Auto

A Day at The Porsche Driving Experience Center

You’d be hard pressed to find someone who did not, at one time or another, fancy owning a Porsche. As an aspirational brand, a Porsche purchase has a healthy amount of emotion intertwined with the decision process.

There is a well-known cognitive bias that heavily influences our decision process called “loss aversion” whereby a real or potential loss is perceived as more severe than the equivalent amount of gain. In a purchase as significant as a Porsche there are potential downsides, and nothing short of owning one will tell the whole story. Enter the Porsche Experience Center. Porsche has invested hundreds of millions of dollars on purpose-built, high-end experience centers to hopefully bridge that gap from wanting to buying

My visit to the Porsche Driving Experience was at the Los Angeles location. I paid my own way and did not announce any intentions to write an article, thereby getting a typical experience versus something enhanced to induce a positive review. The facility is almost like an auto amusement park, going from ride to ride in your chosen car, doing different segments that challenge the car and driver. An instructor was assigned to me, and we embarked on the experience which was a non-stop 1.5 hours. I chose the 911 Carrera S, which cost $595 and an extra $50 insurance to bring the crash liability from a maximum of $10,000 down to $2,000 in the event of a mishap. The least expensive experience is $450 driving the Cayenne and base Cayman; higher tier car experiences go up to $1,175 where you can compare the 911 Turbo against the 911 GT3, or even a deluxe 911 GT3 experience with race data analysis for $2,350.

Photo Courtesy of Porsche

My assigned instructor sat shotgun the entire time, giving directions, defining boundaries, and correcting technique errors. In many ways it was a driving skills course tailored for the car we were in. The experience started in the Dynamic Area with hard acceleration, hard braking, and evasive swerving in an open area marked with cones. This immediately gives a clear impression of the car’s basic performance elements. We used the “launch control”, whereby you hold the brake down, floor it, then release the brake. This catapults the car forward as quickly as possible. Good for red light stare downs and drag races, or entering the Pasadena Freeway in Southern California (America’s oldest freeway with the shortest onramps ever constructed).

We moved on to the almost 1-mile-long Acceleration Straight, which allows a pedal-to-the-metal acceleration from zero to well over 100mph, then to the brakes, around a steeply banked turn to loop back down the straight in the other direction. We did this a few times, and I must say the freedom of flooring a $100,000+ Porsche up through the gears without the anxiety of law enforcement intervention is truly liberating.

Photo Courtesy of Porsche

The Low Friction Circle was next, which is a large circle painted with a slippery epoxy-like paint flooded with water.

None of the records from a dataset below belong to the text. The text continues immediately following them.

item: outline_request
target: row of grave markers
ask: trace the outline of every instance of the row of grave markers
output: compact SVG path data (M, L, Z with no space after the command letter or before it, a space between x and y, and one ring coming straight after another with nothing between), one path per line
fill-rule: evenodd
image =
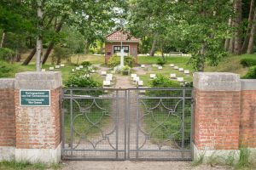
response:
M55 69L60 69L61 67L64 67L64 66L65 66L64 64L56 65L55 67L54 66L49 67L49 71L54 71ZM41 71L44 72L46 71L46 69L42 69Z
M142 68L145 68L145 65L141 65ZM184 74L189 75L189 70L184 70L183 68L178 68L178 66L174 65L174 64L170 64L170 67L173 67L174 70L178 70L179 71L183 71ZM158 66L158 70L163 70L162 66Z
M105 80L103 80L103 86L110 86L111 85L111 82L113 81L113 74L108 74L107 71L102 71L101 72L101 75L105 77Z
M131 74L132 81L139 87L143 86L143 81L140 80L140 77L137 74Z

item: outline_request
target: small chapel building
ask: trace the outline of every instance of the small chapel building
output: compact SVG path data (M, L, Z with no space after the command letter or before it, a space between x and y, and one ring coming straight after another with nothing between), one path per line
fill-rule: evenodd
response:
M137 48L139 39L134 37L128 32L118 30L106 36L105 42L105 64L108 64L108 60L114 54L120 53L121 46L125 54L135 57L137 63Z

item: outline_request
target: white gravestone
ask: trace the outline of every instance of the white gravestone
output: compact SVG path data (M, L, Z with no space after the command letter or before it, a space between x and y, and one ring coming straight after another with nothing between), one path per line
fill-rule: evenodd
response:
M178 71L183 71L184 69L183 69L183 68L179 68Z
M133 81L134 82L140 81L140 77L139 76L136 76L136 77L133 78Z
M134 78L134 77L136 77L137 76L137 74L131 74L131 78Z
M152 78L152 79L154 79L154 78L155 78L155 74L150 74L150 78Z
M112 81L112 76L106 76L107 81Z
M143 86L143 81L142 81L142 80L137 81L137 85L138 86Z
M176 78L176 74L175 74L175 73L172 73L172 74L170 75L170 77L171 77L171 78Z
M107 74L107 76L113 77L113 74Z
M120 56L120 66L124 67L124 57L128 56L128 54L125 53L125 49L121 49L120 53L117 53L118 56Z
M104 81L103 81L103 86L110 86L110 81L108 81L108 80L104 80Z
M107 75L107 71L102 71L101 74L102 74L102 76L106 76Z
M163 67L162 66L159 66L158 70L163 70Z
M183 77L177 77L177 81L179 82L184 82L184 78Z

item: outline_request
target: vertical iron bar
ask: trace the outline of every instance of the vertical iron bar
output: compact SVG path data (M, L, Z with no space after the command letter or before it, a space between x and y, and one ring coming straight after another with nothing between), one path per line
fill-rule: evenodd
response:
M119 90L116 89L116 121L115 121L115 156L116 159L119 157Z
M130 110L131 110L131 107L130 107L130 102L131 102L131 91L128 90L128 113L127 113L127 121L128 121L128 145L127 145L127 150L128 150L128 153L127 153L127 157L128 159L130 159L130 128L131 128L131 124L130 124Z
M185 122L185 89L183 89L183 139L182 139L182 158L184 158L184 122Z
M127 119L127 90L124 90L125 92L125 160L126 160L126 119Z
M71 156L73 157L73 89L70 90L70 135L71 135Z
M139 95L138 95L138 88L137 88L137 115L136 115L136 124L137 124L137 133L136 133L136 158L138 158L138 140L139 140L139 135L138 135L138 129L139 129Z
M195 99L194 99L194 90L191 90L191 116L190 116L190 119L191 119L191 124L190 124L190 150L191 150L191 158L194 155L193 153L193 142L194 142L194 104L195 104Z
M65 142L66 142L66 139L65 139L65 111L64 111L64 108L63 108L63 105L64 105L64 89L62 88L61 89L61 120L62 120L62 122L61 122L61 141L62 141L62 149L61 149L61 156L64 156L64 154L65 154Z

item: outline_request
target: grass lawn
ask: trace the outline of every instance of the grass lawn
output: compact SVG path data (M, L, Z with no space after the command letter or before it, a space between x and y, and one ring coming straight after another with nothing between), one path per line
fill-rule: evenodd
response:
M207 65L205 71L207 72L233 72L244 76L248 68L244 68L240 64L240 60L245 58L256 59L256 54L243 54L240 56L229 56L224 58L217 66Z
M22 57L21 57L21 61L19 63L14 63L12 64L12 71L9 74L9 77L15 77L15 74L17 72L22 72L22 71L35 71L35 56L34 58L32 60L31 63L28 65L22 65L22 61L26 59L26 57L27 56L29 53L26 54L23 54ZM67 63L67 61L63 61L61 62L62 64L65 64L65 67L62 67L61 69L55 69L55 71L60 71L62 73L62 79L63 82L67 81L70 73L71 73L71 70L74 69L76 67L76 63L78 60L79 55L75 54L73 56L72 56L72 65L69 65ZM91 62L91 64L93 65L101 65L102 63L104 63L104 57L102 55L101 56L96 56L96 55L80 55L79 56L79 65L80 63L82 63L83 61L90 61ZM49 71L49 67L50 66L55 66L54 65L51 65L51 57L49 58L48 61L46 62L45 65L44 65L42 67L43 69L45 69L46 71ZM103 77L101 76L101 75L96 73L93 74L93 78L96 81L98 81L100 82L102 82L103 81Z
M29 163L27 162L3 161L0 162L0 170L46 170L61 169L61 164L46 165L44 163Z
M157 63L157 60L160 57L148 57L148 56L142 56L138 57L138 64L145 64L147 65L147 68L143 69L146 71L146 74L138 74L141 80L143 81L145 86L149 86L150 82L150 74L161 74L165 76L170 77L171 73L175 73L176 76L183 76L185 82L192 82L192 74L193 69L192 66L188 65L189 57L168 57L166 60L166 64L163 66L163 70L158 70L157 67L153 67L153 64ZM189 70L190 71L189 76L186 76L183 72L174 70L170 67L170 64L174 64L178 67L182 67L184 70ZM174 82L177 82L173 80Z

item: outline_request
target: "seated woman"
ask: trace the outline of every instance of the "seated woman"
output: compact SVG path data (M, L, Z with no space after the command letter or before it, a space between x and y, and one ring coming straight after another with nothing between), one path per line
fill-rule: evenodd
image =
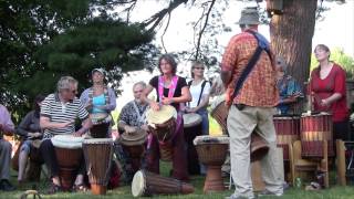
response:
M86 88L80 96L80 101L88 111L93 127L90 129L92 137L111 137L113 119L111 112L116 107L116 96L111 87L104 83L105 71L92 70L92 87ZM100 132L106 130L101 135Z
M17 134L24 137L24 142L20 148L19 154L19 184L24 180L24 170L31 153L31 148L39 148L39 145L35 145L37 142L42 139L42 130L40 127L40 113L41 113L41 103L45 98L44 95L37 95L33 103L33 111L28 113L24 118L21 121L18 126Z

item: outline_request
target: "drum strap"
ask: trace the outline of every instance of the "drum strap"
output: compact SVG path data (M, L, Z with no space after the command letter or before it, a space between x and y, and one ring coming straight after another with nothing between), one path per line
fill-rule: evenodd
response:
M136 113L136 115L137 115L137 121L138 121L139 123L142 123L142 124L145 124L145 123L146 123L146 115L145 115L146 108L144 108L143 113L140 114L140 111L139 111L139 108L137 107L135 101L133 102L133 106L134 106L135 113Z
M173 80L169 84L169 87L168 87L168 98L170 97L174 97L175 95L175 91L176 91L176 87L177 87L177 82L178 82L178 76L175 75L173 76ZM159 101L163 100L163 96L164 96L164 87L165 87L165 76L159 76L158 77L158 97L159 97Z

This makes slides and drifts a cinch. The 2006 film The Fast and the Furious: Tokyo Drift brought drifting into the mainstream, and since then most men have at least fantasized about drifting a car. This skid pad brings that fantasy to life. The trick is maintaining the drift without spinning out or snapping straight. When you get the drift right, images of Vin Diesel rush forth into your mind. We spent quite a while doing this until I started getting a bit dizzy.

Low-Friction Circle. Photo by Myung J. Chun

Next was pure fun: The Low-friction Handling Course. It’s a twisty 10-turn course of polished concrete. Here you can drift the car rally-style in both rights and lefts. The low friction surface means the speeds are low, but you quickly develop a feel for handling slides particularly with throttle modulation.

The next two were not so much fun but rather challenging, The Ice Hill and Kick Plate. Both are on low-friction surfaces that challenge the driver to respond to a loss of control. The Ice Hill sends you down an incline with a turn at the bottom, and the Kick Plate sends you down a slippery incline over a large metal plate that suddenly shifts, sending the car sideways either to your right or left and you must react immediately to avoid spinning.

Photo Courtesy of Porsche

The experience ended with my favorite part: The Handling Circuit, which is basically a 1.3-mile racetrack where you drive the car to its limit of braking, cornering, and acceleration. I made a point of closely following the instructor’s directions early on to gain his trust when we got to this section, and sure enough, we got that 911 sliding and doing what it does best.

Photo Courtesy of Porsche

The one thing I can say for sure is I got more of a complete experience in those 1.5 hours than a week of driving on public roads. Bottom line: while I could not, for financial reasons, recommend a Porsche to just anyone, I would highly recommend the Porsche Experience Center to all considering a Porsche now or in the future. I’d also recommend it to existing owners to better understand the limits of their vehicle. 

Ferry Porsche is quoted as saying: “I wanted to build cars that were not something to everyone but meant everything to some.” From this, I would say do your due diligence and make sure “the car you want” is not a temporary emotional impulse but rather “the car you need” to feed your soul. Whatever car you choose, if you can get that match, the joy of ownership can be close to a perpetual honeymoon and an expression of your passion and personal identity.